Insurers, it seems, are paying for Sovaldi.  It would have been nice if Tozzi had done a bit of Google searching before he wrote his love letter to the NHS.

Here are a few other things he could search on Google:

DieWhileWaiting21. The NHS, wait lists for treatment and cancelled surgeries. The Google search on this one is a bit tough, but one can eventually find the NHS’s own data showing that 3 million people on the wait list for surgery, 809,000 patients were waiting for a diagnostic test and 15,600 operations were cancelled at the last minute in the second quarter of 2014.

2. NICE and the drugs that it has declined to fund, such as Benlysta,” “Novartis,” “Sorafenib” and “Avastin.”  The first is a treatment for lupus while the last three can extend the life of cancer patients.  The Rare Cancers Forum notes that 16,000 patients annually could benefit from cancer drugs rejected by NICE.

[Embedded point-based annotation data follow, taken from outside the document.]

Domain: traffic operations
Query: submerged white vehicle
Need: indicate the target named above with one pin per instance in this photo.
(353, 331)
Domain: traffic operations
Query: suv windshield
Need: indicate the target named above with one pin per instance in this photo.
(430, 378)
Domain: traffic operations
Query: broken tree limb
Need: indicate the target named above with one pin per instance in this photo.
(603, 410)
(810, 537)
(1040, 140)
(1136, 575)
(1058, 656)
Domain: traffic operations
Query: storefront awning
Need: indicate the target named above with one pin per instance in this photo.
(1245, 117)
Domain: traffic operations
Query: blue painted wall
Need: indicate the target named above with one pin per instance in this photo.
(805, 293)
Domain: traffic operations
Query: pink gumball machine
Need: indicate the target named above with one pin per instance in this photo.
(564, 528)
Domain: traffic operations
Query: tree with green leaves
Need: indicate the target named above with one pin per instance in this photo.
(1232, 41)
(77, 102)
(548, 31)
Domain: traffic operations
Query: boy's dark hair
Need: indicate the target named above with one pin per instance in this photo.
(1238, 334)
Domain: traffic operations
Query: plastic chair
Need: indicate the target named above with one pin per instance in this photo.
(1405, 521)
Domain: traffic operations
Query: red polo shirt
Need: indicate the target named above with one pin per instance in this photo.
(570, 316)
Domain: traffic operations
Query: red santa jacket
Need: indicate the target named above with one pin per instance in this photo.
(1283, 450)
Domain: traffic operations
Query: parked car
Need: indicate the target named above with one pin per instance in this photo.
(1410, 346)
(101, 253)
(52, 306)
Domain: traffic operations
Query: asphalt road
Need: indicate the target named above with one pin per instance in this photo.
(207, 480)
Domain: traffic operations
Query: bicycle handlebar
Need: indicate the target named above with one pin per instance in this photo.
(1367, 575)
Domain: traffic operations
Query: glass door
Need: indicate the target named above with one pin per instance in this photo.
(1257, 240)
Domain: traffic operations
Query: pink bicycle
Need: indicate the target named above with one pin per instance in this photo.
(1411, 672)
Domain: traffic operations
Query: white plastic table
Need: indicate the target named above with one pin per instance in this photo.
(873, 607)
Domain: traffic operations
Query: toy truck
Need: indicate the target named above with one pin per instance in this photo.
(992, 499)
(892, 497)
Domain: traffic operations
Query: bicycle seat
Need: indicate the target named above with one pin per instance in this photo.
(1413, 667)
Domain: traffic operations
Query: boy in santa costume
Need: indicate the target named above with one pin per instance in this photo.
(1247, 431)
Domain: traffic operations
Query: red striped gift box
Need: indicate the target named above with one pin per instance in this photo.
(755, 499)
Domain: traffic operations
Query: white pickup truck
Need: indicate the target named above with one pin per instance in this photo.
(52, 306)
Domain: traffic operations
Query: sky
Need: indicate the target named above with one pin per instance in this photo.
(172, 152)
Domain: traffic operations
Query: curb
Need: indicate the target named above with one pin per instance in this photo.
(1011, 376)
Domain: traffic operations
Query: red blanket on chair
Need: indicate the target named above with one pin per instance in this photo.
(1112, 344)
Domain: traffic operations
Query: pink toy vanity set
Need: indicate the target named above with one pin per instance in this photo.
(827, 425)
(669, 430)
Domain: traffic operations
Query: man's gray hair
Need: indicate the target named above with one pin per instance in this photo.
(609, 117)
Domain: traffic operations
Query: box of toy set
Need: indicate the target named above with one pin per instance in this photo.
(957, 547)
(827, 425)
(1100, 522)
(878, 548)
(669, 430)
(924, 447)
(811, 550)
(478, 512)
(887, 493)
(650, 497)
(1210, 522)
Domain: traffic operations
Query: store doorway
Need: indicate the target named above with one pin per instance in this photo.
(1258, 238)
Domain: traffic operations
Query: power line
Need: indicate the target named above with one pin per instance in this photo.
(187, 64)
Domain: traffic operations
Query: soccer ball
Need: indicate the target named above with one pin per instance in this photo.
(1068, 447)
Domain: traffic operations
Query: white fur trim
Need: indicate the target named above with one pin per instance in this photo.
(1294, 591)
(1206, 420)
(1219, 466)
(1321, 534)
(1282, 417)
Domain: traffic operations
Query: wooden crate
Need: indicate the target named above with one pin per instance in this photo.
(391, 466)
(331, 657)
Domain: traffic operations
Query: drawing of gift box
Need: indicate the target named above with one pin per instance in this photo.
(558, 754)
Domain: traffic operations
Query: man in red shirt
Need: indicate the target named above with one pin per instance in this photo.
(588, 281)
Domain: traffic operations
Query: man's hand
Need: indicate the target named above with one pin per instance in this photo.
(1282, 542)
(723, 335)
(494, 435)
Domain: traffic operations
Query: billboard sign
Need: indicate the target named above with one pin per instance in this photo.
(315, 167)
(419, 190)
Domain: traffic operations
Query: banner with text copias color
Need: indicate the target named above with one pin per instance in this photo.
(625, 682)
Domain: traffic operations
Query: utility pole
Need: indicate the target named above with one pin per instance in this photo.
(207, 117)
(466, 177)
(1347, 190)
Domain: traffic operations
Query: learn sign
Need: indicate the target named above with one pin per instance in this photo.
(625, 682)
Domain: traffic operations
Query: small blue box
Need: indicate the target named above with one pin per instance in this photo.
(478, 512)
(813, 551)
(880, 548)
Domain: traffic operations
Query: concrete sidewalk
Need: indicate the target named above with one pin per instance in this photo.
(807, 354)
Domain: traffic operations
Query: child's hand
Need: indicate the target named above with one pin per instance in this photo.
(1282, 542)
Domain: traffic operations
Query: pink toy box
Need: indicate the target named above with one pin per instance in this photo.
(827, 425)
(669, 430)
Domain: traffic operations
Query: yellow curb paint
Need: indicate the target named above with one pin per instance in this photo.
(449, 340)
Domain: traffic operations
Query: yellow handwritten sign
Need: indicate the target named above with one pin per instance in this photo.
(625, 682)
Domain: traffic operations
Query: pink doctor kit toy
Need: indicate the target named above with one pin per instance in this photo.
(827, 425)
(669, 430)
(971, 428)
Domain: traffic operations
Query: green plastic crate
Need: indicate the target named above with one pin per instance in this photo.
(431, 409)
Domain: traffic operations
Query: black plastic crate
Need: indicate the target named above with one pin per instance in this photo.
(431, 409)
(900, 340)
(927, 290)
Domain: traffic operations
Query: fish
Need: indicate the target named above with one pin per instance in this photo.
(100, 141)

3. What happens to patients in Britain who could benefit from a drug but must endure NICE’s approval process.  For example, put “Alice Mahon” and “Lucentis” into Google.  Mahon is a former Labor MP who was going blind in one eye because of macular degeneration. Lucentis is a drug that treats macular degeneration, but at the time Mahon needed it, NICE had not finished its approval process.  Mahon went blind in one eye because of the time it took for NICE to approve Lucentis. Mahon said, “I have been an ardent supporter of the NHS all my life, and now feel totally let down.”  (For more on Mahon and others like her, see National Center’s publication “Shattered Lives.”)

In short, all it takes is some Google searching to discover that rationing in the NHS is not a matter of “accusations.”  It’s well-established fact.